Power
I haven't written or taken pictures for a while. It's mostly because there is a new light to my career and life is getting busy now. I am moving to the City of Power, going to my dream place, away from the rain. The mixed feelings of excitement, anxiety, hope, paranoia, and uncertainty are occupying me, but I feel good in general.
A lot to update about my love life, or nothing to update. It feels pretty good to be asexual; I have much less pressure now as long as I don't hold any feelings toward any men. But guess what? A few of my exes suddenly popped into my life again, and one of them is someone I have not spoken/emailed to for at least 3 years. However, of course, I have no feelings for them at all.

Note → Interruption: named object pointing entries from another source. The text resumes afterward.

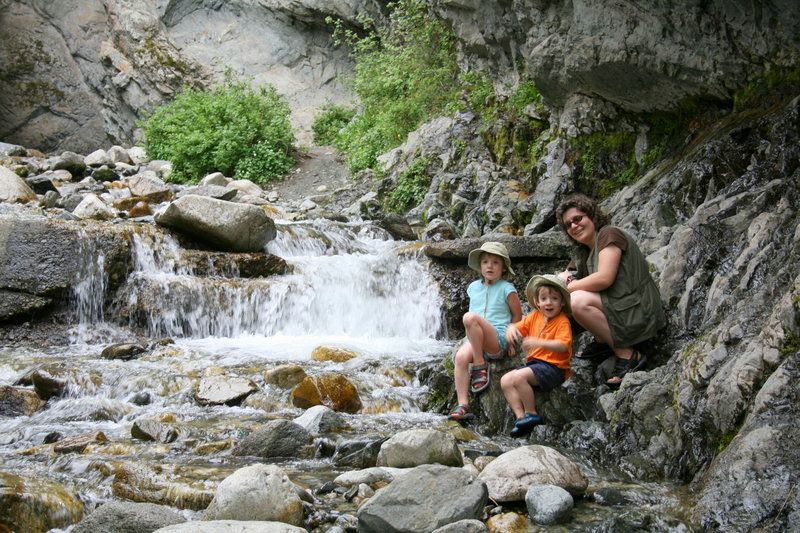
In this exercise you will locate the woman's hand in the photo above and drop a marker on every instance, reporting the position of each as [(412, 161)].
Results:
[(512, 337)]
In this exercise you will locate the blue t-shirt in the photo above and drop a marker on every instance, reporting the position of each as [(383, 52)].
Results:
[(491, 302)]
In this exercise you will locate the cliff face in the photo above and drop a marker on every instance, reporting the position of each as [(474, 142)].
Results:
[(78, 74)]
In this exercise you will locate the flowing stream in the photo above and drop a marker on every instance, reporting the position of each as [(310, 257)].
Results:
[(349, 286)]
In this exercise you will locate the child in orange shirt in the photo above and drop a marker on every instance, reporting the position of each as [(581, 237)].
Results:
[(546, 336)]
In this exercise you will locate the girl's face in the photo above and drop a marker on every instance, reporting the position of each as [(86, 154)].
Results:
[(549, 301), (579, 226), (492, 267)]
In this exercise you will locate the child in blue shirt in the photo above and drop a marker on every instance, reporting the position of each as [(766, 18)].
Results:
[(493, 304)]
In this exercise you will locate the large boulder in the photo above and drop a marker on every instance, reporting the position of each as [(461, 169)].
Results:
[(13, 188), (256, 492), (509, 476), (424, 499), (129, 517), (223, 225), (416, 447)]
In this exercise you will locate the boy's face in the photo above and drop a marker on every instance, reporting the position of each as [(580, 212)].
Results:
[(492, 266), (549, 301)]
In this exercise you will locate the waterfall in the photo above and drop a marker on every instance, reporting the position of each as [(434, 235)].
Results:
[(346, 280)]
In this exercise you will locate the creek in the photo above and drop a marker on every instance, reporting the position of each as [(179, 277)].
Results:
[(350, 286)]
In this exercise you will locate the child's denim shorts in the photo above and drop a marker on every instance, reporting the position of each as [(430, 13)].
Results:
[(548, 375)]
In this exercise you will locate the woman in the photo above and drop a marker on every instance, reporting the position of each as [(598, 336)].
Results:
[(613, 295)]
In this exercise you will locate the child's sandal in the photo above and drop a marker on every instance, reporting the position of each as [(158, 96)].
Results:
[(461, 412), (479, 378)]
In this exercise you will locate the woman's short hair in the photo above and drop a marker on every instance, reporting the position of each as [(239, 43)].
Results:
[(586, 205)]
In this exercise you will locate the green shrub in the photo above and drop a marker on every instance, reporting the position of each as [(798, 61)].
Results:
[(233, 129), (405, 73), (412, 184), (329, 122)]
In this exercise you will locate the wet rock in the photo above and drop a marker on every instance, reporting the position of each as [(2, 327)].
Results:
[(511, 522), (36, 504), (464, 526), (224, 390), (276, 438), (509, 476), (92, 207), (129, 517), (229, 264), (151, 429), (257, 492), (320, 419), (224, 225), (52, 381), (358, 453), (232, 526), (369, 476), (98, 158), (398, 227), (139, 482), (416, 447), (13, 188), (123, 350), (148, 185), (19, 304), (426, 498), (548, 504), (69, 161), (285, 376), (11, 149), (247, 187), (78, 443), (40, 184), (16, 401), (337, 355), (331, 390), (209, 191)]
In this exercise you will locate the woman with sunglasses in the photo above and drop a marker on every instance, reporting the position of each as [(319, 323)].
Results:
[(613, 295)]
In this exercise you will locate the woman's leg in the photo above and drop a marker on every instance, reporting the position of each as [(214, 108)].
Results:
[(587, 309), (517, 387), (482, 337)]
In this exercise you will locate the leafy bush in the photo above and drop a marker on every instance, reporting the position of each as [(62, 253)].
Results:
[(233, 129), (412, 184), (329, 122), (405, 73)]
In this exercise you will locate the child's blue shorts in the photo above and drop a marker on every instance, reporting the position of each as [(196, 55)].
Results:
[(548, 375)]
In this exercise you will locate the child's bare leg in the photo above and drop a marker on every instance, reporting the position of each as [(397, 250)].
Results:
[(482, 337), (461, 372), (517, 387)]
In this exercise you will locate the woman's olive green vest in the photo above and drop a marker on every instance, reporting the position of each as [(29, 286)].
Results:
[(632, 304)]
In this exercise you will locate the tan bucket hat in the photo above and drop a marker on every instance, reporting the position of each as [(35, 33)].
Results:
[(552, 280), (496, 248)]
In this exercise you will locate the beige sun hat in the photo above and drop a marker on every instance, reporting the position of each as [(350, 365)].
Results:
[(496, 248), (553, 281)]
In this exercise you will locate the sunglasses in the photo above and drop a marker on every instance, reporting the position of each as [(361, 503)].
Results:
[(574, 220)]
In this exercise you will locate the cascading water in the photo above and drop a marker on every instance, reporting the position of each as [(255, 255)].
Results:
[(348, 286)]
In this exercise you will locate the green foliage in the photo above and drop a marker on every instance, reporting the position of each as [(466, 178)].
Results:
[(329, 122), (405, 73), (412, 184), (233, 129)]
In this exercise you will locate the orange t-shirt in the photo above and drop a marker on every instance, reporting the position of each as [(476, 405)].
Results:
[(558, 328)]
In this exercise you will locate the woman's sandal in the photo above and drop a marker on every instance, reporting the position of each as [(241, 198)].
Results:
[(595, 350), (479, 378), (637, 361), (524, 425), (461, 412)]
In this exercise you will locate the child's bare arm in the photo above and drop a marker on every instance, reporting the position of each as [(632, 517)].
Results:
[(515, 306), (550, 345)]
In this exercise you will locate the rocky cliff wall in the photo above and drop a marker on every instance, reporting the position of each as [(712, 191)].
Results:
[(78, 74)]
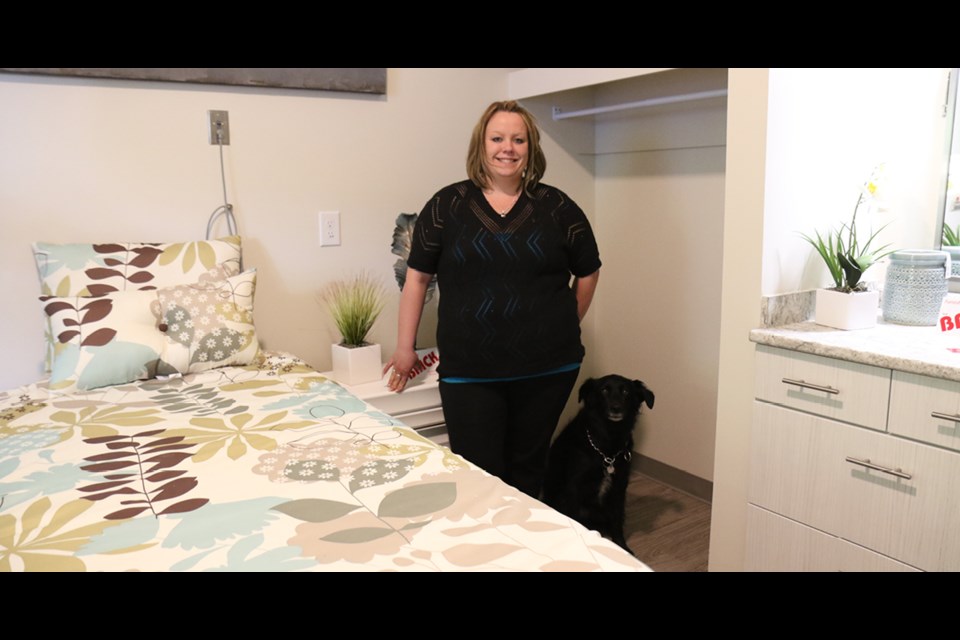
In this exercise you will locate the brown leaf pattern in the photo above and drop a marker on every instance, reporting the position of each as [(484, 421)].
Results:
[(147, 474)]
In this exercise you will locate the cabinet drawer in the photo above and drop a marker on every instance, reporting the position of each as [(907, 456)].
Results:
[(411, 399), (806, 468), (925, 408), (775, 543), (847, 391), (418, 419)]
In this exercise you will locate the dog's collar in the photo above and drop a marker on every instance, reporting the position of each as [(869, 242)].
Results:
[(608, 460)]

There were a few moments when I wonder what it would feel like if I started to have those infatuations and flirty stuff with them, but I could always manage to quickly jump out of those fantasies and feel apathetic and asexual again.
I shall thank these people for ruining my decade-long fantasies about romance and showing me what human beings really are. Thank you for making me so jaded, pessimistic about love, and stop watching romantic comedies. My current career plan is to pursue as much power and money as possible for the rest of my life. If I happen not to have kids before my menopause, then I will just have a few more puppies. Sigh. There are so many dreams in life and I have the ability to pursue only one of them, and I choose my career because it constantly rewards me, and I am good at it.
Last note, Ivan has disappeared from any forms of contact with me. He is back to his hometown. That's all I know. Maybe he's busy f*cking some chicks, or maybe he's getting married. I should stop thinking. They're all dead to me.